An occupation as macabre as that of a professional assassin is supposed to be very attractive to viewers, who can rest assured in the knowledge that no one in real life has put a price on their head; these murders are only taking place on the screen. There are hundreds of films devoted to such a sinister and well-paid line of work. And those who are in the habit of watching series on streaming services tell me that there are many mercenaries whose fast-paced, fun job consists in eliminating others. Jean-Pierre Melville, that sublime stylist of French cinema, opened Le Samouraï with a phrase from a sacred Japanese text: “There is no greater solitude than that of the samurai, unless it is that of the tiger in the jungle.” That is the most memorable film I have seen on the subject.
David Fincher, one of the most intelligent directors left in American cinema — or in cinema in general — had always had an inclination for including killers, either selective or serial, into his films. They did not charge any money for ending their victims; they did it for pleasure, to vent their rage on people who represented the mortal sins. They were psychopaths, sick sociopaths. Also sadists, to unthinkable extremes, fanatical, terrifying. Two masterpieces titled Seven and Zodiac were scary and distressing. In The Killer, however, the tone is different. The main character is neither crazy nor enlightened, he does not prey on sinners, nor does he try to stir public opinion. He kills because it is what his contracts require, coldly, with no personal reasons.

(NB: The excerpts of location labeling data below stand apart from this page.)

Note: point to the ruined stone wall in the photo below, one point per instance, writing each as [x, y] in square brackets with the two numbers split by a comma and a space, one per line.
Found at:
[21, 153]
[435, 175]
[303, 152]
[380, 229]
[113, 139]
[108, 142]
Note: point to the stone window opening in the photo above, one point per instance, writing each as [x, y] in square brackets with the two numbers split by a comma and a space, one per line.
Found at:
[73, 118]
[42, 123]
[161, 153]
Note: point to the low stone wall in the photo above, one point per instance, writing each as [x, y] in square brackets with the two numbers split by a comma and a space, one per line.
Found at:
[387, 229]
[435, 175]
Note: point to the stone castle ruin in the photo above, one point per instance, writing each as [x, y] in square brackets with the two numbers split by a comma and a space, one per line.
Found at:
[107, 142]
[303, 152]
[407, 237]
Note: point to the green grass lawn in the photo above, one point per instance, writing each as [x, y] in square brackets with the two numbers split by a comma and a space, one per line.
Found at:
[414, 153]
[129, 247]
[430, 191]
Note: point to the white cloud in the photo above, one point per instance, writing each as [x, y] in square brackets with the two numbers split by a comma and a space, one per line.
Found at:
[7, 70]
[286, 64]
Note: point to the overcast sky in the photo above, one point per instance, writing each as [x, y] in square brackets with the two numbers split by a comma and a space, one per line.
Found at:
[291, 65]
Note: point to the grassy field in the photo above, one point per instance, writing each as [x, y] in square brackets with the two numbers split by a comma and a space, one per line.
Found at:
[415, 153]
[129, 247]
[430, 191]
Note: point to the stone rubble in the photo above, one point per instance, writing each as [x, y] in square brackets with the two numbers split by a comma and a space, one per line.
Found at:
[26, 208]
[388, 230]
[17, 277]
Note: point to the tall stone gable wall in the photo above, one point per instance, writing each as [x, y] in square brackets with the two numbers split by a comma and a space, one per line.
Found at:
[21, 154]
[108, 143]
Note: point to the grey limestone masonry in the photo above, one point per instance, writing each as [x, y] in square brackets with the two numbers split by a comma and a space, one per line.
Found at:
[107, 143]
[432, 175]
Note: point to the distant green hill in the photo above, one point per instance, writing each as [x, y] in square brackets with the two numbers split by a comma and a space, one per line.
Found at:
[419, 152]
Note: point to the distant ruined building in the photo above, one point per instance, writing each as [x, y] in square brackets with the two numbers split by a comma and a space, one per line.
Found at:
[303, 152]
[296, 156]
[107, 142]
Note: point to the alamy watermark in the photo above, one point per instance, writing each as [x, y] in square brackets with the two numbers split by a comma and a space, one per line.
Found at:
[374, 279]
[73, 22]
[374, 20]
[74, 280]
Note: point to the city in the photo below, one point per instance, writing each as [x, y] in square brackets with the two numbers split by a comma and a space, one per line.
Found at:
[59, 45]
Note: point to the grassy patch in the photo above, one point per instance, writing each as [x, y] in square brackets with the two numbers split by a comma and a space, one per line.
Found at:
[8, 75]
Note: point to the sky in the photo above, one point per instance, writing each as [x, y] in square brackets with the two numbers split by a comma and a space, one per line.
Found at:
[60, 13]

The voice-over of the protagonist tells us, in psychoanalytic fashion, about the physical and emotional methodology he uses to do his job well, his ability to concentrate, the long and tense waits planning his crimes and the denial in the name of professionalism to empathize as little as possible with the victims. For a while, one can be dazzled by the inner voice of a man who ignores the sense of guilt, working like a perfect machine, calculating every possibility down to the smallest detail so that his work turns out perfect. One sees his stony face not conveying any emotion, never blinking, and it is hard to look away. In addition to a notable presence, Michael Fassbender is also endowed with magnetism. Still, there is a point when one begins to wish for something concrete to happen.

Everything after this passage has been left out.